In the first few pages of this book, it took me to unstoppable sobbing. It really broke my heart into pieces. Why does this life is so miserable for this dying old man who is lying on his death bed?
Vibes buku ini agak mirip dengan White Nights, apalagi ketika Maria Puder dan Raif Efendi berjalan malam hari menyusuri sudut kota Berlin. Mengingatkan aku ketika tokoh utama di White Nights dan Nastenka berjalan menyusuri sudut-sudut kota Moskow.
Jadi buku ini mengisahkan tentang Raif Efendi, seorang pria asal Turki yang tinggal di Berlin, Jerman. Raif jatuh cinta sama seorang perempuan setelah melihat lukisan self-potrait perempuan bernama Maria Puder tersebut di pameran di sebuah galeri. Sejak saat itu, dia obsessed dengan perempuan tersebut dan berusaha mencari keberadaannya.
Kisah tersebut kemudian menjadi salah satu rahasia terbesar dalam hidup Raif Efendi yang tidak diketahui siapapun. Raif merasa seorang diri di dunia ini. Tidak ada satu orang pun yang menurut dia bisa dijadikan tempat bercerita without being judged or blamed. Setelah bertemu Maria di kehidupan nyata, dia merasa hanya Maria lah orang yang bisa memahami dia, tempat dia bisa membuka diri sepenuhnya dan satu-satunya orang yang dia percaya.
Pada suatu hari, Raif menerima Telegram dari Turki yang mengabarkan ayahnya meninggal. Dia pun harus kembali ke negaranya dan berpisah dengan Maria. Raif kehilangan arah kehidupan ketika tak lagi menerima kabar atau surat dari Maria. Dia seperti orang yang hidup tapi sudah mati sejak terakhir kali menerima surat Maria.
Meski dia sudah menikah, ingatan tentang Maria Puder tak pernah hilang dari benaknya.
Now I know these memories will never leave me...
Never before had I felt such happiness. I could feel my heart opening, as if for the first time. How was it that a person could bring such happiness to another without really doing anything at all?
All my life, I'd kept my heart closed. I had never known love. But now, all at once, the doors had flown open. My unspent passions had been released, to illuminate this one magnificent woman.
Maria Puder had taught me i had a soul. And now, overcoming a habit of a lifetime, I could see a soul in her...
Kenangan itu pun dia tuliskan dalam sebuah notebook yang dia simpan di loker kantornya tanpa ada seorang pun yang tahu. Tapi kemudian di detik-detik akhir hidupnya, dia meminta rekan sekantornya untuk mengambil barang-barang yang ada di lokernya. Tadinya Raif meminta agar notebook itu dibakar di perapian, tapi kemudian temannya meminta izin kepada Raif untuk membawa pulang notebook tersebut dan membacanya.

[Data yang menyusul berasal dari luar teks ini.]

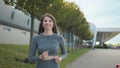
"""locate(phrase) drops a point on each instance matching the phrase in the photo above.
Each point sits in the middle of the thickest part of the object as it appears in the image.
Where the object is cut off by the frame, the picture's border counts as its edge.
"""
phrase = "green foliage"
(12, 56)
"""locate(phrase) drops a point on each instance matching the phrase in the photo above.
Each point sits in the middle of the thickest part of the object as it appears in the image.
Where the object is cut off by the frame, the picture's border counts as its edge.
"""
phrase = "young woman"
(47, 44)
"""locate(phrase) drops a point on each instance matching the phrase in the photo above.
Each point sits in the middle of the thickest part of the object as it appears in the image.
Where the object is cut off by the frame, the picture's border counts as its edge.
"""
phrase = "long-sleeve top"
(49, 43)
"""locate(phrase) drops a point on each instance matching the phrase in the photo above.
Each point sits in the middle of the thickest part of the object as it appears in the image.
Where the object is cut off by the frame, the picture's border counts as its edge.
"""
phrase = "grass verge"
(12, 56)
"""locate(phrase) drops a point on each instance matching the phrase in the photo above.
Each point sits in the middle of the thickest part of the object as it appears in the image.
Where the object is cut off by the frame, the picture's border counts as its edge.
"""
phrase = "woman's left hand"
(58, 59)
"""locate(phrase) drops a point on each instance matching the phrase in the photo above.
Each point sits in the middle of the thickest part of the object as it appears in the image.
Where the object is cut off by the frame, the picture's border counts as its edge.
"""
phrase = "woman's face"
(47, 23)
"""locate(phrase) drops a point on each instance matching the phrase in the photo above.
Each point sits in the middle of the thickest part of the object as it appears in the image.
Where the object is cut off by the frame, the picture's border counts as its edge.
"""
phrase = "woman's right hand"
(44, 55)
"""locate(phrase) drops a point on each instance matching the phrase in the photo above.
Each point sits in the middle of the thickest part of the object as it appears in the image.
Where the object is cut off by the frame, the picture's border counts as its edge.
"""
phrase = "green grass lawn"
(12, 56)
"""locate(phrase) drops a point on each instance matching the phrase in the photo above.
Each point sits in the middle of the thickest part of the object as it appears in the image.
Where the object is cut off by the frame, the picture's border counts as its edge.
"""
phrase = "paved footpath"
(98, 58)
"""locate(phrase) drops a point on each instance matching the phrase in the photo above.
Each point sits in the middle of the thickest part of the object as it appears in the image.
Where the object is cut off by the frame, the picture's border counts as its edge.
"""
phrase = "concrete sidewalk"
(98, 58)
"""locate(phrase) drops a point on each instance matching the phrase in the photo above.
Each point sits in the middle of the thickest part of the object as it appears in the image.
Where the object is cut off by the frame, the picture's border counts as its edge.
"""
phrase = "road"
(98, 58)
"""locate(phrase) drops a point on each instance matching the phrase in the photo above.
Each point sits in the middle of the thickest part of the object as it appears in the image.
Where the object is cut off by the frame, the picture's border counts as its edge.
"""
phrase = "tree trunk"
(31, 32)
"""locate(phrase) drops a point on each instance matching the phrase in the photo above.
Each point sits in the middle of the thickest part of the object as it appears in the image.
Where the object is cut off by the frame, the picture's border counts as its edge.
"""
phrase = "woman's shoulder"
(58, 36)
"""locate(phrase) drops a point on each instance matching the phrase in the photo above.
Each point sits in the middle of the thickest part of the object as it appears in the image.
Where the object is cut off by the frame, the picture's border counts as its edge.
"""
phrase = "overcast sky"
(103, 13)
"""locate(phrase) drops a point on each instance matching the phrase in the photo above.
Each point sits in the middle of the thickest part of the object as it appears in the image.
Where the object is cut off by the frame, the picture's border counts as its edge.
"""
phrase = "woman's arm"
(32, 57)
(63, 47)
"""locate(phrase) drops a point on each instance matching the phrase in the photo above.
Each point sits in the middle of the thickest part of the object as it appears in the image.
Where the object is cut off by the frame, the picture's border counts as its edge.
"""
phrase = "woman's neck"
(48, 32)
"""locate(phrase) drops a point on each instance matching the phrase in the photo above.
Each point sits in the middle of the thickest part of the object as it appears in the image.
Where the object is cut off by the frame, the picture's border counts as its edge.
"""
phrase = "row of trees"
(68, 15)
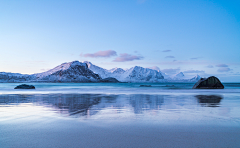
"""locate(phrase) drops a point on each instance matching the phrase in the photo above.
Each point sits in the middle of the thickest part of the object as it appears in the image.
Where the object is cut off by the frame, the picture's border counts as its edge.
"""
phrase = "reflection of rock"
(145, 102)
(209, 83)
(25, 86)
(145, 85)
(71, 104)
(110, 80)
(209, 100)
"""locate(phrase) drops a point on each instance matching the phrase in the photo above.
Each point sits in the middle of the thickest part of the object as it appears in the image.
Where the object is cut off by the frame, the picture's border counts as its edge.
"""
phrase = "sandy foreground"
(68, 133)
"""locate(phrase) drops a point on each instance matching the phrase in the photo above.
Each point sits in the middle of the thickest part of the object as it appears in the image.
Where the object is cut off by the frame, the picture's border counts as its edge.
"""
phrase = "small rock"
(110, 80)
(209, 83)
(25, 86)
(145, 85)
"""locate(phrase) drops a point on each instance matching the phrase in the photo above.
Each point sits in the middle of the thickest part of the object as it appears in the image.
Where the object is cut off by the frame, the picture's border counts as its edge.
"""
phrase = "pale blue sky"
(198, 36)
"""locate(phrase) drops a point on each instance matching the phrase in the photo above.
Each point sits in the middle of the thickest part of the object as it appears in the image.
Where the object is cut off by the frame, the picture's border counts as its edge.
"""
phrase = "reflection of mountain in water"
(146, 102)
(209, 100)
(71, 104)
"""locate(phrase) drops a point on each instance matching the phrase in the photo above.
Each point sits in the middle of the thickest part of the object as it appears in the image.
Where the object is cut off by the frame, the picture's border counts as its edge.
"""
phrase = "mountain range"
(87, 72)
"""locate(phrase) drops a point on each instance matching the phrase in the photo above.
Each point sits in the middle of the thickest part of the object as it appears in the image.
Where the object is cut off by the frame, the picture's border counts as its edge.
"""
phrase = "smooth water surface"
(119, 115)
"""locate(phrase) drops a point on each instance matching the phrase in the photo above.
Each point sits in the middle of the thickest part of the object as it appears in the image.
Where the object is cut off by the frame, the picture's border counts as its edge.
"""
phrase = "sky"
(194, 37)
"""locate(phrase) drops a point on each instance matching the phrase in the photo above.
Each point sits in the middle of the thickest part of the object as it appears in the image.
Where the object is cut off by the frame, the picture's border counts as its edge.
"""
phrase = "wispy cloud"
(194, 71)
(170, 71)
(166, 50)
(209, 66)
(103, 54)
(127, 57)
(224, 69)
(221, 65)
(141, 1)
(196, 58)
(169, 57)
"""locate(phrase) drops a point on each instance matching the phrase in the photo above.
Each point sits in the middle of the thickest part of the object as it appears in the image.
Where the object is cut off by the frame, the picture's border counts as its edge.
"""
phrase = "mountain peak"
(180, 74)
(155, 68)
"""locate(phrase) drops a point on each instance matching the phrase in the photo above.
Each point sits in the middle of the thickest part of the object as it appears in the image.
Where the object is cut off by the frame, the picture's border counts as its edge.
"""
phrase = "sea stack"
(209, 83)
(25, 86)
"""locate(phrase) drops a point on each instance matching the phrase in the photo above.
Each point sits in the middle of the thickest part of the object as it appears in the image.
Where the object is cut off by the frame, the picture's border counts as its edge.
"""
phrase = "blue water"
(119, 115)
(115, 88)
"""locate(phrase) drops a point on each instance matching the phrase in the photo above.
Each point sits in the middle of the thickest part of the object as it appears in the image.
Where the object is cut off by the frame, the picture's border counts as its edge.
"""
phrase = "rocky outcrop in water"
(110, 80)
(208, 83)
(25, 86)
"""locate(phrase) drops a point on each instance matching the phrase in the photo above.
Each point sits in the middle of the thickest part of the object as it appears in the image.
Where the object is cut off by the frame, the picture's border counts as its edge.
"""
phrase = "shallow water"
(119, 115)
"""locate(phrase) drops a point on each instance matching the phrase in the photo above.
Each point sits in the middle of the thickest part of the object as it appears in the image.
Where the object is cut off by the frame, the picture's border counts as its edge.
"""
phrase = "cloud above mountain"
(169, 57)
(194, 71)
(209, 66)
(224, 69)
(101, 54)
(124, 57)
(221, 65)
(166, 50)
(170, 71)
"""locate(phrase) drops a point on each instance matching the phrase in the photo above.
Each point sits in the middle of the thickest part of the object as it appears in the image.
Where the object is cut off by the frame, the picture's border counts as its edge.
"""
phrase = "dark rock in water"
(145, 85)
(208, 83)
(110, 80)
(25, 86)
(209, 100)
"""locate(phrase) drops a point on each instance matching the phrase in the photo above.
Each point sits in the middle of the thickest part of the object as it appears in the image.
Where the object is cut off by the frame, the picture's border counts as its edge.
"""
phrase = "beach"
(123, 115)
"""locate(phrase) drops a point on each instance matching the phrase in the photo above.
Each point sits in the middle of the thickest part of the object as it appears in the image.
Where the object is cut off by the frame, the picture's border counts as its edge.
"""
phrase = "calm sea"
(119, 115)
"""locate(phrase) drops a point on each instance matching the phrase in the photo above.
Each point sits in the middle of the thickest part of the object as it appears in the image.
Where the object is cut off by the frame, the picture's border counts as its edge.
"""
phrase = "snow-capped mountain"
(140, 74)
(14, 77)
(180, 77)
(103, 73)
(134, 74)
(69, 72)
(87, 72)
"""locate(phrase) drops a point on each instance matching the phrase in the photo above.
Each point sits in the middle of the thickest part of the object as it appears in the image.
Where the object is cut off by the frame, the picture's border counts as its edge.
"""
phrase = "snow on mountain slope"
(155, 68)
(103, 73)
(68, 72)
(134, 74)
(140, 74)
(87, 72)
(14, 77)
(180, 77)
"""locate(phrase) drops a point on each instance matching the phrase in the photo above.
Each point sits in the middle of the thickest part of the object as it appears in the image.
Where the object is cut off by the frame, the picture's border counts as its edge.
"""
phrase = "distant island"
(79, 72)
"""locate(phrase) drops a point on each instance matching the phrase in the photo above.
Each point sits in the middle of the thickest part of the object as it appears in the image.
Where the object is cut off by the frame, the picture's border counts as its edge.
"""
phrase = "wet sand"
(100, 120)
(110, 134)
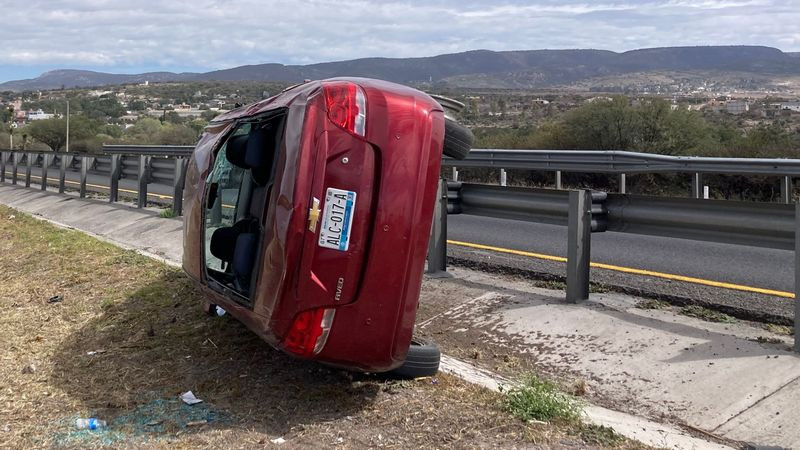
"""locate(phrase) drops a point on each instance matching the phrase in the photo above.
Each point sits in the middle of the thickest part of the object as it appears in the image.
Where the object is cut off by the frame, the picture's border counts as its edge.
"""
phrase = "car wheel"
(422, 361)
(457, 140)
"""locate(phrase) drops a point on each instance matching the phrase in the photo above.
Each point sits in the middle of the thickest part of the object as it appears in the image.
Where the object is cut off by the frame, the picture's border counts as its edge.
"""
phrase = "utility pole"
(67, 126)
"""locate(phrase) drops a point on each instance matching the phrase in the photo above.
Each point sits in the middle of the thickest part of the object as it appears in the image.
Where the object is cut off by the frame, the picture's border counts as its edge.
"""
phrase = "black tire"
(458, 140)
(422, 361)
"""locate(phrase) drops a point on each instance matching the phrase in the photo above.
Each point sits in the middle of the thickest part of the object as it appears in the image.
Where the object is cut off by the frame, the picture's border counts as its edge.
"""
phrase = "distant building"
(791, 106)
(737, 107)
(38, 115)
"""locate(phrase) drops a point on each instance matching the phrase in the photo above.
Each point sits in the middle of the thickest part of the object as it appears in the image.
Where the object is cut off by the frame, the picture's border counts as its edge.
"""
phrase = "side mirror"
(213, 190)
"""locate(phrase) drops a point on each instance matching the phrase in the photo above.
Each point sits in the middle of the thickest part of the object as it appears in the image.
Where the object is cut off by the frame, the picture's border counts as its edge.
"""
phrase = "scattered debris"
(652, 304)
(706, 314)
(767, 340)
(189, 398)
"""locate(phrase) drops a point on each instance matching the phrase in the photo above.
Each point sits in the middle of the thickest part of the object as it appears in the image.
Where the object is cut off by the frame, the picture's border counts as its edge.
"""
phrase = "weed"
(600, 435)
(130, 258)
(538, 399)
(782, 330)
(706, 314)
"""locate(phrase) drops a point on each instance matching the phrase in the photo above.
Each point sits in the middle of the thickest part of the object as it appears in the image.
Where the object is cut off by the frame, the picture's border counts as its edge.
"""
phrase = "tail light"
(347, 106)
(309, 331)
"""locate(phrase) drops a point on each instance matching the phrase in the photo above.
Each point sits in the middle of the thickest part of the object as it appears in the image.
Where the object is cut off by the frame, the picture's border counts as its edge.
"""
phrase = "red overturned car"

Dari sanalah kita tahu hubungan seperti apa yang dijalani Raif dan Maria sehingga bisa menimbulkan kesan sangat mendalam and devastating bagi Raif.
Let it be, madam, this is just how men are. What can we do but indulge them?
For the greatest betrayal, the greatest sin we can commig against the most blameless, is to abandon a loving heart, and for that I shall never be forgiven.
Buku ini dilengkapi kata pengantar oleh David Selim Sayers, yang mengasumsikan buku ini adalah otobiografi Sabahattin Ali. Buku ini pertama kali terbit pada tahun 1943, sebelumnya terbit di koran Hakikat dari Desember 1940-Februari 1941 sebagai serial atau cerita bersambung.
After all, this book is about yearning over someone who is no longer with you. I am wondering, is there any kind of this love on this world? It is beautiful but somehow it eats your soul. Hiks.
.. Love was not an absolute category. There were many kinds of love, just as there were many ways in which people could show their affection for one another. The name and the shape changed to fit the circumstances. In denying the love between a man and a woman its true name, we were deceiving ourselves.
Anyway, do not forget to read book, pals! Xoxo!
I definitely need to love a man, but a real man. . . a man who could sweep me off my feet without resorting to brute strength... without asking anything of me, without controlling me... (Maria Puder)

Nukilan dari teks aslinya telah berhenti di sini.